Danilo Chiapello
dchiapello@ellitoral.com
Una pistola calibre 9 mm y una faca fueron secuestradas ayer a la tarde desde el interior del hospital Cullen.
Ambas armas estaban en poder de sujetos que finalmente fueron conducidos hasta la seccional para dar las explicaciones del caso.
La secuencia se inició a la siesta cuando varias personas que se encontraban en el pabellón de Traumatología, observaron a un individuo el que manipulaba un arma de fuego.
Con lógico cuidado los testigos dieron cuenta de lo ocurrido al personas de seguridad del nosocomio, los que a su vez comunicaron la novedad a los policías que custodian en el lugar.
Minutos después los uniformados dispusieron una requisa del sector. En dicho trámite hallaron una pistola, calibre 9 mm., maraca Bersa Thunder, la que se encontraba oculta en el interior de un bolso matero.
El portador de dicha arma era un sujeto de 25 años, el que de inmediato fue llevado detenido.
Consultado al respecto el individuo manifestó que había decidido estar armado debido a que tiene problemas personales con una familia con la que se cruzaba en el hospital en los horarios de visita.
De igual modo los agentes se lo llevaron detenido y le iniciaron causa por “tenencia y portación de arma de fuego”.
Es de hacer notar que el arma en cuestión tenía sus números identificatorios suprimidos, en perfectas condiciones y “lista” para usar, con 16 cartuchos del mismo calibre en el cargador y uno en recámara.
En el playón
Un rato después los guardias del nosocomio fueron advertidos por otra situación irregular, esta vez, en el playón de acceso.
En dicho lugar se observó a un muchacho el que presentaba un bulto extraño debajo de sus ropas, a la altura de la cintura.

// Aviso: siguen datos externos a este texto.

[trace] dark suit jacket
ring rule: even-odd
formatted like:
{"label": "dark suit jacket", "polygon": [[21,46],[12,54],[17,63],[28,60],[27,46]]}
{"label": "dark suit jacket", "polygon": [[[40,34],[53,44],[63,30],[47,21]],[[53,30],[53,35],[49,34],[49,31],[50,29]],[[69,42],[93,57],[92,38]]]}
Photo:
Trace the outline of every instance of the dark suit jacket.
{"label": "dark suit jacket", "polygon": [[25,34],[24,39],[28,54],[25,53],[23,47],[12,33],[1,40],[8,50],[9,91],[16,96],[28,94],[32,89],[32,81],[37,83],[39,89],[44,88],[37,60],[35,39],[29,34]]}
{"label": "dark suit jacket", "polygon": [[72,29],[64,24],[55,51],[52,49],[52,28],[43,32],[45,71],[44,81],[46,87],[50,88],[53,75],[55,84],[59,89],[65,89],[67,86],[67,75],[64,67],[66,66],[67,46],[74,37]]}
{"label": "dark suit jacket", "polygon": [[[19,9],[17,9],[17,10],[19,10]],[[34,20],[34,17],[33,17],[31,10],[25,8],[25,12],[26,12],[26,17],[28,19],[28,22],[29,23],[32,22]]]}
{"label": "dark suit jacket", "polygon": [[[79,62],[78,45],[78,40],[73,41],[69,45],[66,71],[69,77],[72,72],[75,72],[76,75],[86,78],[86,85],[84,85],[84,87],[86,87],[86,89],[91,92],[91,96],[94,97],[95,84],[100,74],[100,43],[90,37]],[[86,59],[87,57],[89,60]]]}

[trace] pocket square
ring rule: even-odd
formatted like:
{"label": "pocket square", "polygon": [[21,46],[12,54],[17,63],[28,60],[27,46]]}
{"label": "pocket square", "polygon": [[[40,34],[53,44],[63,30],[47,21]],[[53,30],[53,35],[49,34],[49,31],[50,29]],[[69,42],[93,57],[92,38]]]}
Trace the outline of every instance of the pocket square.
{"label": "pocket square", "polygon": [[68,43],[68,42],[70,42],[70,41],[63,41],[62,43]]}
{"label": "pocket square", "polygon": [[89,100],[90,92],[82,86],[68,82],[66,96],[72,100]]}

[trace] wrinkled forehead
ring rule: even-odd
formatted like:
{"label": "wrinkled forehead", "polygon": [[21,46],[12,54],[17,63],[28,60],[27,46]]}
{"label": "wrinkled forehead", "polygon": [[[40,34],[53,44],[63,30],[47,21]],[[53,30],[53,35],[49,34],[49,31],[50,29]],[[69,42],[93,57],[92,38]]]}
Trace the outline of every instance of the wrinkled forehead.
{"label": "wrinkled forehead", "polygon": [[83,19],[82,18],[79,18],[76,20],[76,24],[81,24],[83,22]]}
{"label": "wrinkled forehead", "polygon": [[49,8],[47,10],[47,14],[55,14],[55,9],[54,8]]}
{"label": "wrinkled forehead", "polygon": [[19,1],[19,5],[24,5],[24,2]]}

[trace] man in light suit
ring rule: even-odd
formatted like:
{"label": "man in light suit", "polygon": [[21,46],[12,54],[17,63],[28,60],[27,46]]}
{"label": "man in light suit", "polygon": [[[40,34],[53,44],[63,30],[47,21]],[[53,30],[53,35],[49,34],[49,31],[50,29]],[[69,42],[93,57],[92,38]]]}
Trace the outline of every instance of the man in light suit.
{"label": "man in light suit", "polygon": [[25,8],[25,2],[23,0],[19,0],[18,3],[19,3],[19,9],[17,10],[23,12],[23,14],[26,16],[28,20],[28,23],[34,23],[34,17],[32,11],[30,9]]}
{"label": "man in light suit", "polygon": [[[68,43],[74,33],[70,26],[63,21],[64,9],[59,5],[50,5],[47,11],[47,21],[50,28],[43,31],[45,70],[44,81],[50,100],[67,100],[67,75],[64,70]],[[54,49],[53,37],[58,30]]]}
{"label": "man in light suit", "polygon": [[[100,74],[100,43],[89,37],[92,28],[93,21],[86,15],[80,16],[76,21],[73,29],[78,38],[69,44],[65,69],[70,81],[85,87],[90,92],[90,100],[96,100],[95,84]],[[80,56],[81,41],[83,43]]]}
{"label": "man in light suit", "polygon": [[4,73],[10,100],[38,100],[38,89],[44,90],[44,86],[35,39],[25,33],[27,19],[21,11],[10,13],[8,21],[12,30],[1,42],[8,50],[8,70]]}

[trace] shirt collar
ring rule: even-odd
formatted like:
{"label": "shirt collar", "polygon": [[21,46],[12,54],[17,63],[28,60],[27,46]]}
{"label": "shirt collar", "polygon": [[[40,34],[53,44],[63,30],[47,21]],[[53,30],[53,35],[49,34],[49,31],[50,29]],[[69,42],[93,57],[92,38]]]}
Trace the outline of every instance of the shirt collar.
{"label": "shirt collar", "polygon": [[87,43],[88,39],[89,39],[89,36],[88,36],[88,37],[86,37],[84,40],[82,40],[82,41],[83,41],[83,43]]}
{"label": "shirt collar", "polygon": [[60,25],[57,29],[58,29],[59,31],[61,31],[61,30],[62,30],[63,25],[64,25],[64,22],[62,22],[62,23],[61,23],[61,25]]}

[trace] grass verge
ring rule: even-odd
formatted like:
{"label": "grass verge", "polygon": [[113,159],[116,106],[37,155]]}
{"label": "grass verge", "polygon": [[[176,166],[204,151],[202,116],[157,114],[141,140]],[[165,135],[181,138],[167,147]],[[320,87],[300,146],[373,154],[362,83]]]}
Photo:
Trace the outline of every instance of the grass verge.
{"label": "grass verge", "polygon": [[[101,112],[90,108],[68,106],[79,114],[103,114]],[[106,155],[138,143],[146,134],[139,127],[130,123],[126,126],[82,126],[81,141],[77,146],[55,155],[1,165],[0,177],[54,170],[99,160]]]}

Como en el caso precedente los policías lo interceptaron y en el chequeo se le secuestró un cuchillo de fabricación casera, de los denominados “faca”. Los sumarios por dichos sucesos fueron labrados por agentes de la seccional 4ta. que intervienen por jurisdicción.
Sociedad violenta
“Lo que pasó ayer no es más que la continuidad de una serie de situaciones violentas que estamos padeciendo desde hacer tiempo”, dijo hoy Roberto Chitto, subdirector del hospital Cullen.
El funcionario precisó que “todos estamos siendo testigos de hechos de vandalismo en las escuelas, agresiones en la vía pública, en los estadios de fútbol, en fin... todos capítulos de un estado de violencia al que el hospital no escapa.
Consultado sobre si piensan agregar nuevas medidas Chitto sostuvo que “nosotros junto con el ministerio de Seguridad y la policía estamos pensando cómo mejorar la cuestión de seguridad del hospital, pero siempre sentimos que nos falta.
“Hemos reforzado algunos sectores, se han instalado cámaras de seguridad, pero creemos que hay que hacer sentir más la presencia del policía en este lugar”, culminó.